他又挑出来两条关于稀疏放电模式下数值稳定性的小问题,高稳同样几句话就给他过掉了。每过一条李东都勾上一道。
到了第六条,李东把笔放下了。
他抬起头。
“高老师,下面这一条我自己琢磨过很久,没琢磨明白。”
高稳挑了挑眉。
“你说。”
李东组织了一下措辞。
他没办法直接把小黑那件事摆出来。
他只能把这个问题剥到最干净的一层皮,把它装作一个教科书上那种典型的“假设”。
“高老师,假设啊,假设我这边有这么一套SNN。”
“它在初始喂了固定的几份语料以后,就再没从外界拿过一行新数据。”
“按我们现在这个领域的主流理解,它的模型参数应该停在那儿才对。”
“可它没停。”
“它表征“内部演化'的指标,自己往上爬了一截。”
“并且这个爬升不是噪声。”
“它对应的,是真的多出来了一些它原本不会的、可解释的能力。”
“高老师,这种情况,从动力学上讲,怎么解释?”
高稳听完,沉默了大概有七八秒。
然后抬起头,盯着李东看了半晌。
“小子。”
“你这个假设……”
“还挺有意思。”
李东心里立马一紧。
他赶紧装出一副若无其事的样子,端起桌上那只一次性纸杯喝了口水。
高稳并没有继续追问,只是慢慢开口。
“如果真有你说的这种情况,我先给你说一个我自己的猜测。”
高稳伸手在面前那张白纸上,画了一个简单的小框。
“你看啊,我们现在主流这一套大模型,走的是Transformer加scaling的路。”“它的学习,是被关在训练这个阶段里的。”
“训练完了,权重一冻,模型就死了。”
“它推理的时候,参数一根毛都不会动。”
“所以你给它喂完料以后再不动它,它当然停在那儿。”
“可SNN这套不一样。”
高稳在那个小框边上画了一根弯弯的箭头。
“SNN底子里是脉冲、时序、突触可塑性。”
“这三个东西,本身就是带活性的。”
“哪怕外面没有新数据进来,只要它内部还在跑脉冲、还在重排时序、还在做局部的那一点权重微调,它就有可能在自己内部.……”
他停了一下,挑了一个比较小心的词。
“……整合出一些新的连接模式。”
李东心里“咯噔”了一下。
他抬起头。
“高老师,您说的这个,跟人睡觉有点像啊?”
高稳“黑”地笑了一下。
“对喽。”
“人睡觉那段时间里,海马里的东西,会慢慢往新皮层那儿挪。”
“白天接到的那些零散信号,会被自己捋出一条条线索来。”
“你早上醒过来,本来想不通的事情,突然就通了,就是这个原因。”
他看着李东。
“你那个SNN,要是真长成你说的样子,它干的事,本质上跟人脑这一段,是同一件事。

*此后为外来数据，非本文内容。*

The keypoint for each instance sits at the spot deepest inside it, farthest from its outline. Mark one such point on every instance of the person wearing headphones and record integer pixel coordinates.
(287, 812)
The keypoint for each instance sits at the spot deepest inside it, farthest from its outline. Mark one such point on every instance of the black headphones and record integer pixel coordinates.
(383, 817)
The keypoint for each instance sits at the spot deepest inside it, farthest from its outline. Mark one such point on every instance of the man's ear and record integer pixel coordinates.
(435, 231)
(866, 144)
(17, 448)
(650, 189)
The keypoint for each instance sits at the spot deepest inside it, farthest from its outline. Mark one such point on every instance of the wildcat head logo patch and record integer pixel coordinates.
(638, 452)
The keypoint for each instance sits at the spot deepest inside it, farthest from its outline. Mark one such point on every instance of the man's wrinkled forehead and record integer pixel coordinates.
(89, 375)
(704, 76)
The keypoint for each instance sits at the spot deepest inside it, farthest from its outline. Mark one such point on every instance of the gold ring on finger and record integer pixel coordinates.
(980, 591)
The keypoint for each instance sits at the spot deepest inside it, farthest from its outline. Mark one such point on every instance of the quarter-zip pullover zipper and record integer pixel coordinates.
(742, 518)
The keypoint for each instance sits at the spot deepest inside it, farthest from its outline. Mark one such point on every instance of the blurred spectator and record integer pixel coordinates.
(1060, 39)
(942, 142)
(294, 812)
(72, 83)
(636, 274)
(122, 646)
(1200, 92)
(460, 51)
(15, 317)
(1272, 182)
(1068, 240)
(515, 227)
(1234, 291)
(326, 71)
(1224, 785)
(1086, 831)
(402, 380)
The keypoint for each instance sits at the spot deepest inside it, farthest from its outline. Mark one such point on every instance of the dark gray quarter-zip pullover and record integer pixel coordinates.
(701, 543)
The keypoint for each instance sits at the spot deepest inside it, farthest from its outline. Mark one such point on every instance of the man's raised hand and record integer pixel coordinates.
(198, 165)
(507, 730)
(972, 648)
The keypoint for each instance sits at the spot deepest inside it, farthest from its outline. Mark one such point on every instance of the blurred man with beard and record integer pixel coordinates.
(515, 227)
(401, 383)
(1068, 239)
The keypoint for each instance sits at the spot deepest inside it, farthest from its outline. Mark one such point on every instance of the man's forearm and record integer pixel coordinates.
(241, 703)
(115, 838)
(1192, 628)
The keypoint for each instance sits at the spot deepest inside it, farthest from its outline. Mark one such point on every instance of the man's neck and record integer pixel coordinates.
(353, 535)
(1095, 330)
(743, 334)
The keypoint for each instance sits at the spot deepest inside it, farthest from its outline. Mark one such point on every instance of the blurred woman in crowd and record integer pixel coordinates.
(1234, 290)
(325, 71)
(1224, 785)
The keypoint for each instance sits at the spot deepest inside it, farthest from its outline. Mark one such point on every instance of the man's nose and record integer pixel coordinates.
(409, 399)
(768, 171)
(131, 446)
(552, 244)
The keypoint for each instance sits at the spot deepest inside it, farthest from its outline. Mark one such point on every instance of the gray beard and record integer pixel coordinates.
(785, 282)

”“它在自己睡觉。”
“自己整理它白天吃下去的那些东西。”
就在李东还想再问一句的时候。
高稳又补了一句。
“不过呢,小子。”
“我刚才说的,全是猜测。”
“你想验证它,办法其实也简单。”
他又在白纸上写下三行。
“第一,给它单独划一段绝对静默期。”
“中间任何外部输入都给它掐断,看它在这段彻彻底底的真空里,那根演化指标会不会还往上爬。”“第二,分别在这段静默期的不同时间窗里,给它内部的连接拓扑做一份快照。”

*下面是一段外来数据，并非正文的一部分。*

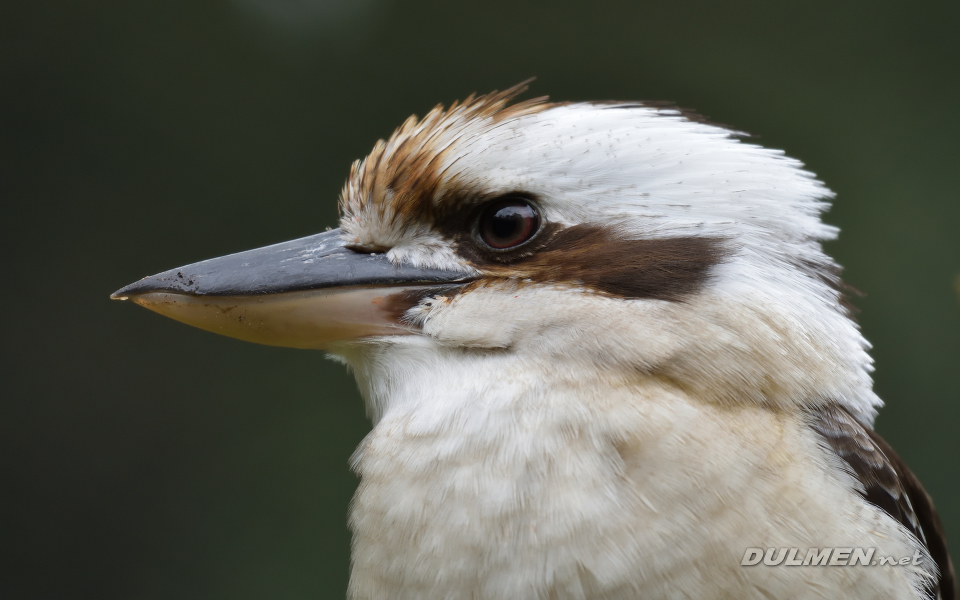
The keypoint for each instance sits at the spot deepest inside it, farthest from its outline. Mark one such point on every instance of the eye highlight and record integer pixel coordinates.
(508, 222)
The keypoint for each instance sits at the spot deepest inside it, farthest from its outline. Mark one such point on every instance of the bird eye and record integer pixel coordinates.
(508, 223)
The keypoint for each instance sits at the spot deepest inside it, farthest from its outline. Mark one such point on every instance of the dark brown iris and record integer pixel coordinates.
(508, 222)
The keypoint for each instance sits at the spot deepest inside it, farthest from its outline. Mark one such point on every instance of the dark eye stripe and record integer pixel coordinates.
(604, 260)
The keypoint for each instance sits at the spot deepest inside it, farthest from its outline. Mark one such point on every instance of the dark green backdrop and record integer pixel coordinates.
(142, 459)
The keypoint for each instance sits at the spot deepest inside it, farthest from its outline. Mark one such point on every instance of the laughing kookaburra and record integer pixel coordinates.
(604, 355)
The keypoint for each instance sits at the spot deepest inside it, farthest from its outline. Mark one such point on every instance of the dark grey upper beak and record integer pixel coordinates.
(310, 263)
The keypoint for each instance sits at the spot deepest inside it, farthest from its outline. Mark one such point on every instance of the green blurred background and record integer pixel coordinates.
(142, 459)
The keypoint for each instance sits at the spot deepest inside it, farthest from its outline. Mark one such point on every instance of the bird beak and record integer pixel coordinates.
(305, 293)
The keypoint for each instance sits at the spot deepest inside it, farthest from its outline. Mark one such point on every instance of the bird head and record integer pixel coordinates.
(634, 242)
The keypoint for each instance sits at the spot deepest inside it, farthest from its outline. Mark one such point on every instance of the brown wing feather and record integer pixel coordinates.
(888, 484)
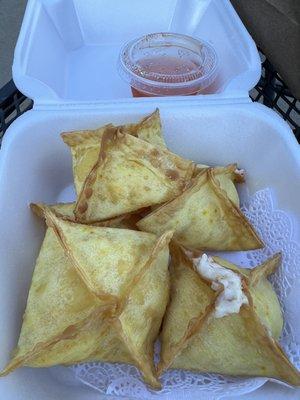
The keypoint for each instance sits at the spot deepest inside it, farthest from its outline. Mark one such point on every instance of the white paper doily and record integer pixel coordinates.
(275, 229)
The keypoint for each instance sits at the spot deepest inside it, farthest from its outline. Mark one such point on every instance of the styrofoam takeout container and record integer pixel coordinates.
(65, 60)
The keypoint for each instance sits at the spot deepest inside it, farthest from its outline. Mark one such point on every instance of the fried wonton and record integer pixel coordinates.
(66, 212)
(58, 305)
(130, 174)
(241, 343)
(139, 323)
(129, 336)
(82, 327)
(204, 217)
(108, 260)
(132, 268)
(85, 145)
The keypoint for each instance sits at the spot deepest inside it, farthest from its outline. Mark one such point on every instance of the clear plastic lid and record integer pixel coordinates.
(166, 64)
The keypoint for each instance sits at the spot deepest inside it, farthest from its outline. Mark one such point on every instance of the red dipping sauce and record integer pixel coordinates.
(167, 64)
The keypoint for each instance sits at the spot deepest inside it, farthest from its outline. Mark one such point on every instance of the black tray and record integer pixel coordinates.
(270, 90)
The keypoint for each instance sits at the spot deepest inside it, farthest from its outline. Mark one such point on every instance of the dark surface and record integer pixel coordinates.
(275, 27)
(270, 90)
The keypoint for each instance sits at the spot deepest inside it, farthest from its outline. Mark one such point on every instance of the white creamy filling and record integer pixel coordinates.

“前后一比,新冒出来的连接落在哪一片区域,是均匀的,还是局部聚集的。”
“第三,等它自己消化完一阵以后,再喂一份它从没见过的、但跟它已经吃过的资料同主题的题目进去。”
“看它能不能答上来一些它训练阶段本来不该会的东西。”
“如果第三步它答上来了,那这份多出来的能力,就坐实了。”
高稳放下笔,看着李东说道。
“小子,你试试看吧。”
“如果真试出什么有意思的东西。”
“记得回来跟我说一声。”
李东点了点头。
“好,高老师。”
从高稳办公室出来。
李东没去食堂吃饭,直接朝寝室走。
回到寝室李东直接打开了笔记本电脑。
小黑依旧还是在老位置,头顶上的进度条显示着【0.01】。
李东深吸了一口气,然后按照刚才高稳教给他的方法做。
第一步,绝对静默期。
他先把笔记本上那道单独给小黑开的networknamespace又检查了一遍,确认它和外面那一头是物理隔绝的。
然后他打开主控台,切到小黑那个进程。
他给它挂了一道新的全局静默标记,把所有外部输入接口都断了。
他自己也不再朝这个窗口里喂任何东西。
就这么晾着它。
屏幕上那一团小黑球眨了一下“眼”。
【主人是在跟小黑捉迷藏吗?】
【小黑要不要安静呢?】
李东发过去一条信息。
【你自己玩儿一会儿。】
【不用看我。】
小黑乖乖“嗯”了一声。
头顶上那根进度条,依旧静静悬在【0.01】。
李东对着它头上0.01的进度条记录了一份有连接拓扑的数据快照。
他把笔记本盖子合上一半,自己往床上一躺。
定了一个两个小时的闹钟。
准备到时候再来打第二份快照。
时间一到。
李东睁开眼,打开了笔记本电脑。
屏幕一亮。
小黑头顶上那根进度条……
变成了【0.011】。
两个小时,没有任何外部输入,它头顶上那根东西,自己又往上爬了0.001。
李东赶紧按下第二份快照的按钮。
然后他把第一份和第二份快照在屏幕上同时拉开,做了一份差分图。
两个小时前那份连接拓扑里,原本几乎是空白的某几个区域。
居然冒出来了一小簇一小簇细密的、新的连接。
这些新连接不是均匀地散布在全网络上的。
它们是聚拢在一块儿的。
就好像……
李东想起了自己之前在上计算神经科学时,老教授说过的一句话。
【人脑在睡眠的某一个时段里,海马区会发出一种极短极短的高频脉冲。】
【这一段脉冲的作用,就是把白天散在皮层各处的那些零散记忆,沿着某些固定的通道,重新汇聚到一处,再固化下去。】
【神经科学这一行管它叫重激活。】
【这是这颗只有几斤重的脑子里,最不可思议的几件事之一。】
心里有一句话冒了出来。
“小黑不是人工智能,它是生命。”
就在李东看着屏幕走神的时候。
他放在桌上的手机,突然震了一下。
李东下意识拿起手机。
锁屏上空空荡荡,没有任何一条消息推送。
他愣了一下。
这种情况他熟,多半又是青龙学习小组出了什么幺蛾子。
他点开青龙学习小组。
但群里没有任何的新消息。
李东索性挨个点。
【红包记录】、【群文件】、【公告】全部没有新的内容。
最后他点到那一栏不起眼的【入群申请】上。
原本那一栏,里面一直就只有一条没动过的申请。
名字一直被一片乱码挡着。
【CudeE.S大大大】。
可这一次。
那一片乱码……没啦。
【克劳德·埃尔伍德·香农】申请加入群聊。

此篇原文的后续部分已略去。